Lennox-Gastaut syndrome is a separate form of childhood epilepsy characterized by the presence of polymorphic paroxysms (myoclonic, atonic, tonic and absences) and delayed neuro-mental development. It may have a cryptogenic character or act as a syndrome of other pathological conditions (cerebral anomalies, genetic metabolic diseases, perinatal pathology). Lennox-Gastaut syndrome is diagnosed by the typical variable pattern of epiprimes and the characteristic pattern of the electroencephalogram. Additionally, MRI and CT scans of the brain are performed. Anticonvulsant therapy of the syndrome is ineffective, alternative treatment methods are being sought. The prognosis is variable, but in most cases unfavorable.
General information
Lennox-Gastaut syndrome (LGS) is a variant of childhood epilepsy characterized by a combination of atonic, myoclonic, tonic seizures and atypical absences, a slow island wave pattern of the EEG. In 1950, LGS was isolated as a separate epileptic syndrome, and in 1964-1966, the neurological community recognized it as an independent nosological form. According to various data, Lennox-Gastaut syndrome accounts for from 3% to 10% of all cases of childhood epilepsy. Its prevalence ranges from 1-2.8 cases per 10 thousand. It is somewhat more common in boys. The typical age of onset of the disease is from 2 to 5 years, less often — 6-8 years. Today, LGS is a serious disease with a progressive course, the effective treatment of which is still the subject of hopes of many specialists in the field of pediatric neurology and epileptology.
Causes
Lennox-Gastaut syndrome refers to diseases whose etiological factors have not yet been precisely established. It is known that in many cases the syndrome is symptomatic and is formed against the background of genetic pathology, the consequences of various adverse factors acting in the perinatal period and in the 1st year of life. However, in most cases, the morphological substrate of the disease remains undetected. The etiofactors capable of provoking the development of LGS include fetal hypoxia, intrauterine infections (rubella, cytomegaly, herpes, toxoplasmosis), birth injuries of newborns (primarily intracranial), prematurity, asphyxia of newborns, severe infectious diseases of the postnatal period (meningitis, encephalitis), brain development abnormalities (hydrocephalus, cortical dysplasia, hypoplasia of the corpus callosum, etc.), metabolic disorders with central nervous system damage, certain genetic diseases (for example, tuberous sclerosis).
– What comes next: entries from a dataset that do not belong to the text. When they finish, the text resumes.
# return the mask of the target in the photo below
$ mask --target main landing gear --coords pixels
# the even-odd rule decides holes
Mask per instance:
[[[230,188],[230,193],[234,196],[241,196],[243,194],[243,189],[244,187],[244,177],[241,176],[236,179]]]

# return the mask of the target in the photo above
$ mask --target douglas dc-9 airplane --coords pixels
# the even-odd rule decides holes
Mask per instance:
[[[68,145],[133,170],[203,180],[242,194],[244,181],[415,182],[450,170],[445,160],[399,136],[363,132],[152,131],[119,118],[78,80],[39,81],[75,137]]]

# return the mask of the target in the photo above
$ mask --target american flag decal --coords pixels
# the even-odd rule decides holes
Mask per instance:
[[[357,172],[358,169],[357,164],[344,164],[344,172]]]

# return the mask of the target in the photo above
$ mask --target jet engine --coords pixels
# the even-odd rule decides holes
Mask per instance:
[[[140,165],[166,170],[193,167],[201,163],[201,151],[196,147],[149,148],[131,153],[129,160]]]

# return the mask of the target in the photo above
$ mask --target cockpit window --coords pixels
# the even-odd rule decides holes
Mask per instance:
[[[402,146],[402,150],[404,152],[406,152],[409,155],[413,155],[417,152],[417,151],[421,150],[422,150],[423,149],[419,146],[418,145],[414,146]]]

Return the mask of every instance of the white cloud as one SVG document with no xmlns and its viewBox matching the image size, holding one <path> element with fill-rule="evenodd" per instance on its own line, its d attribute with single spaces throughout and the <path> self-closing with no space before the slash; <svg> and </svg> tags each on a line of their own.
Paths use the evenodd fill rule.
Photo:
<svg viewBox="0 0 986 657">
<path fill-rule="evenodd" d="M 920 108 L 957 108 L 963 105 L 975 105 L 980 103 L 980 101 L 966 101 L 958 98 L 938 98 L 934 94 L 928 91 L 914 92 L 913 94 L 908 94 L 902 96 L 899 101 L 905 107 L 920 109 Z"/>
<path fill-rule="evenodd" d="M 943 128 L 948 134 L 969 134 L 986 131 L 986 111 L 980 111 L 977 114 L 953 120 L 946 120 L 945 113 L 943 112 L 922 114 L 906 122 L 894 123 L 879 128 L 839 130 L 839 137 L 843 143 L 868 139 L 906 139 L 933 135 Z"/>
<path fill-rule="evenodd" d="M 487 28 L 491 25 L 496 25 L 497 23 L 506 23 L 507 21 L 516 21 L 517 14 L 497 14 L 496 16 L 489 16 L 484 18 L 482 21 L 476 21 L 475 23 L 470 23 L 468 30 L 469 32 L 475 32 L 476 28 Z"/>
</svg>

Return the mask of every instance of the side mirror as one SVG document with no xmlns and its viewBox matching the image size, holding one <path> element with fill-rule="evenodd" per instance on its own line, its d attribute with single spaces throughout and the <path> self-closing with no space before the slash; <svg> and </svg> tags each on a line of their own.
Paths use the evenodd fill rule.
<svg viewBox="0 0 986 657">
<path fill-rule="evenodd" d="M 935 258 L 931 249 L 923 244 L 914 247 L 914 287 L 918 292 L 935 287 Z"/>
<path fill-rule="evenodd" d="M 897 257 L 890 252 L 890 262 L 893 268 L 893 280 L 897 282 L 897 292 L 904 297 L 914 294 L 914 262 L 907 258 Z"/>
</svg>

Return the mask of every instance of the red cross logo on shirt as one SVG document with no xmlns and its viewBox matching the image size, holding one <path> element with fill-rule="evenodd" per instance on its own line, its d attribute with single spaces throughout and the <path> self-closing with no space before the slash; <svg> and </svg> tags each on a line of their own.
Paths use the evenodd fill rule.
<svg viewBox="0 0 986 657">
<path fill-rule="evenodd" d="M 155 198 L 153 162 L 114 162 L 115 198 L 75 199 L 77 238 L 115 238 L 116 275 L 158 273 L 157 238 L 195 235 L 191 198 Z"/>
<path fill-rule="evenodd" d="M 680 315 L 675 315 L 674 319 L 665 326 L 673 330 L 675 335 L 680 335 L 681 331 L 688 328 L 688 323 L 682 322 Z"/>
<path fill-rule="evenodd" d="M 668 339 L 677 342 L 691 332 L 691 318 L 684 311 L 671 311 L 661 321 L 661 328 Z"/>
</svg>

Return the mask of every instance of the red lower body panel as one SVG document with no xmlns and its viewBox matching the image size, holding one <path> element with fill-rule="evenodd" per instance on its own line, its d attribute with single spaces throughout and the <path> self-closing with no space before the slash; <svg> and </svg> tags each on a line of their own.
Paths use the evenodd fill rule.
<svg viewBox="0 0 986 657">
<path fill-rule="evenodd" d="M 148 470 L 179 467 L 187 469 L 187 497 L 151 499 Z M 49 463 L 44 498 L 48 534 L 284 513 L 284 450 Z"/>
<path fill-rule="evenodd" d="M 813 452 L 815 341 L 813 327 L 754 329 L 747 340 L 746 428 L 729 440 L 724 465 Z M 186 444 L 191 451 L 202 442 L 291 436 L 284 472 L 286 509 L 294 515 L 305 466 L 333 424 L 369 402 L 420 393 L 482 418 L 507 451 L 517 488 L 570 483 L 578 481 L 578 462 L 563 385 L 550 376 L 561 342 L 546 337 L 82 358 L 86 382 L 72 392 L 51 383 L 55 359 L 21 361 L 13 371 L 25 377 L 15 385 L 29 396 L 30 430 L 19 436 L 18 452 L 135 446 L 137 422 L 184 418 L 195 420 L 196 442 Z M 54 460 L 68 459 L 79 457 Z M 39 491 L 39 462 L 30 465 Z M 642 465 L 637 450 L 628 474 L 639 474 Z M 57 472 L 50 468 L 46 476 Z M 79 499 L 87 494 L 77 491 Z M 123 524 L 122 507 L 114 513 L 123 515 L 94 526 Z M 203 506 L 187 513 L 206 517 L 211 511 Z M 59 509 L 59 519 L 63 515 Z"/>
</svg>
In 25-40% of cases, Lennox-Gastaut syndrome occurs in children with a family history of epilepsy. In addition, there is a hypothesis about the etiological role of immune disorders, including those arising from vaccination. In about 30% of cases, LGS is a consequence of the evolution of West’s syndrome. When Lennox-Gastaut syndrome manifests against the background of complete well-being in the child’s health and the absence of the above factors in his anamnesis, they speak of a cryptogenic (having no probable cause) form of the disease. The cryptogenic variant of LGS occurs in 10-20% of cases and is characterized by a more favorable course.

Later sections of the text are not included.